O contexto do conjunto, designado nas ciências sociais como “síntese
social”, é dirigido pela “mão invisível” da concorrência universal do
mercado, que se apresenta a todos os actores como um cego poder de leis sistémicas.
Embora
a dinâmica independentizada deste contexto descontrolado caminhe ecológica e
economicamente para um beco sem saída, nada é considerado tão tabu como um
planeamento social consciente. O neo-liberalismo está considerado falido, mas
deixou na consciência social uma orientação sem precedentes para perspectivas
económicas rasteiras.
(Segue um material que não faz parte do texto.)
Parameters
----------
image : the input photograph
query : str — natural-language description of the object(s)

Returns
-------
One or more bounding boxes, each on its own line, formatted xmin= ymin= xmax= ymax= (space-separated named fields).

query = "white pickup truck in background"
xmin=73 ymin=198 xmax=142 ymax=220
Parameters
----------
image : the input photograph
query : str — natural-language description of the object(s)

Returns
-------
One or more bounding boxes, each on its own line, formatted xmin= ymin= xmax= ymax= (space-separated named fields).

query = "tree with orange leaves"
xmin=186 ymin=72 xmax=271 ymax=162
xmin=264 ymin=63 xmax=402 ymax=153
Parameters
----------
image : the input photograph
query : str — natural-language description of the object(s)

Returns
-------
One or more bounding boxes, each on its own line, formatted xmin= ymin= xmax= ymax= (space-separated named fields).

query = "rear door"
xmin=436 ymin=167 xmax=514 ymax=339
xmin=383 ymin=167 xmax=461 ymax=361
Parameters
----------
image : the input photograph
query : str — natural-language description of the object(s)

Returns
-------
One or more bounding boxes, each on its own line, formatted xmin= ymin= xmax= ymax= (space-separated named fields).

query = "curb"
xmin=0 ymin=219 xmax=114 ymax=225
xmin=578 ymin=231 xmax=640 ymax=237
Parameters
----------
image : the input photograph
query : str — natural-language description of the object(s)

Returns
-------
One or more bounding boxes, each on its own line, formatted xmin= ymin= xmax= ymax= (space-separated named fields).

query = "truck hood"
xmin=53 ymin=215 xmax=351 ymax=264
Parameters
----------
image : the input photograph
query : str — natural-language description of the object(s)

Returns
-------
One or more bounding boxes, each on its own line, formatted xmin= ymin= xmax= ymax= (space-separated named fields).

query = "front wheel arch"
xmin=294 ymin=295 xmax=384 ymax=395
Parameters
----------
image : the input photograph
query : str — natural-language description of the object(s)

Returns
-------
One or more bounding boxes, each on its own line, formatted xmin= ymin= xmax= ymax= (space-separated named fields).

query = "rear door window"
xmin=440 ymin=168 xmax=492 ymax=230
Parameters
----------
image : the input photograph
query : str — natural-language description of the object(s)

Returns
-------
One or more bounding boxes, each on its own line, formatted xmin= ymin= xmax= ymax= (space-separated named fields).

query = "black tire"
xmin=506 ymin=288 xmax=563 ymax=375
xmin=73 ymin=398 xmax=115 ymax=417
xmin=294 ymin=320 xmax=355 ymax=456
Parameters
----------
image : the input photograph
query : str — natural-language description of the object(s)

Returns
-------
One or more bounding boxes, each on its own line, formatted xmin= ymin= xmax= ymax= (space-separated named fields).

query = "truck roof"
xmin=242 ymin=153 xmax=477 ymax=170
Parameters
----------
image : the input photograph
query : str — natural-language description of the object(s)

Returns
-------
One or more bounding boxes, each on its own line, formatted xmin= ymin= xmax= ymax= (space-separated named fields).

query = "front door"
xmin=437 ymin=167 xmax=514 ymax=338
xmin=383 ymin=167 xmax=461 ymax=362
As expressões de regulação fraca das cimeiras económicas
embatem nos interesses particulares de empresas e nacões, que já pressupõem
sempre as cegas “forças do mercado”. Mas também os indivíduos, mesmo os
mais pobres e precarizados, sentem-se átomos sociais concorrentes como nunca
antes. Dos produtores de leite aos controladores de tráfego aéreo, há apenas
e só lutas especiais particulares, que deixam de fora o impenetrável contexto
social. Quando os trabalhadores de uma empresa de fabrico automóvel em
dificuldades circulam com T-shirts com a inscrição “Somos da Opel” é
porque já assumiram o ponto de vista da economia empresarial como próprio;
incluindo a disponibilidade para cortar na própria carne em prol do interesse
da existência precária da empresa.
Mas
também a crítica social desmoralizada pensa a partir de perspectivas económicas
rasteiras. A “economia solidária” pretende apenas pequenas alternativas
“paralelas” à “síntese social” destrutiva – desde a ajuda de
vizinhança à trapalhice monetária das moedas regionais. Cooperativas, ocupações
de empresas e empresas em auto-gestão limitam-se à tentativa de
auto-administração no interior da respectiva área de produção, mas acabam
por fracassar, como recentemente na Argentina, perante as coerções da concorrência
no mercado, ou têm de se transformar em auto-exploração. A “pobreza
auto-organizada” é em todo o caso uma opção da administração capitalista
da crise.
Enquanto
não se resolver o problema da “síntese social” não existe outra
alternativa. É tempo de os movimentos sociais redescobrirem a questão do
planeamento social. Isso não funciona em “modelos” particulares, mas apenas
em grande escala social, incluindo as infra-estruturas. O Estado seria a este
respeito como uma raposa a guardar o galinheiro, porque ele é apenas a instância
de conexão dos interesses privados do mercado. Foi por isso mesmo que falhou o
socialismo real como planeamento burocrático estatal do mercado. A tarefa
pendente consiste num planeamento
social global do fluxo dos recursos para além do mercado, do Estado e da
tacanhez nacional ou regional. Actualmente quase ninguém quer pensar nisso. Mas
a crise profunda da forma dominante de sociabilidade poderá colocar o problema
na agenda histórica.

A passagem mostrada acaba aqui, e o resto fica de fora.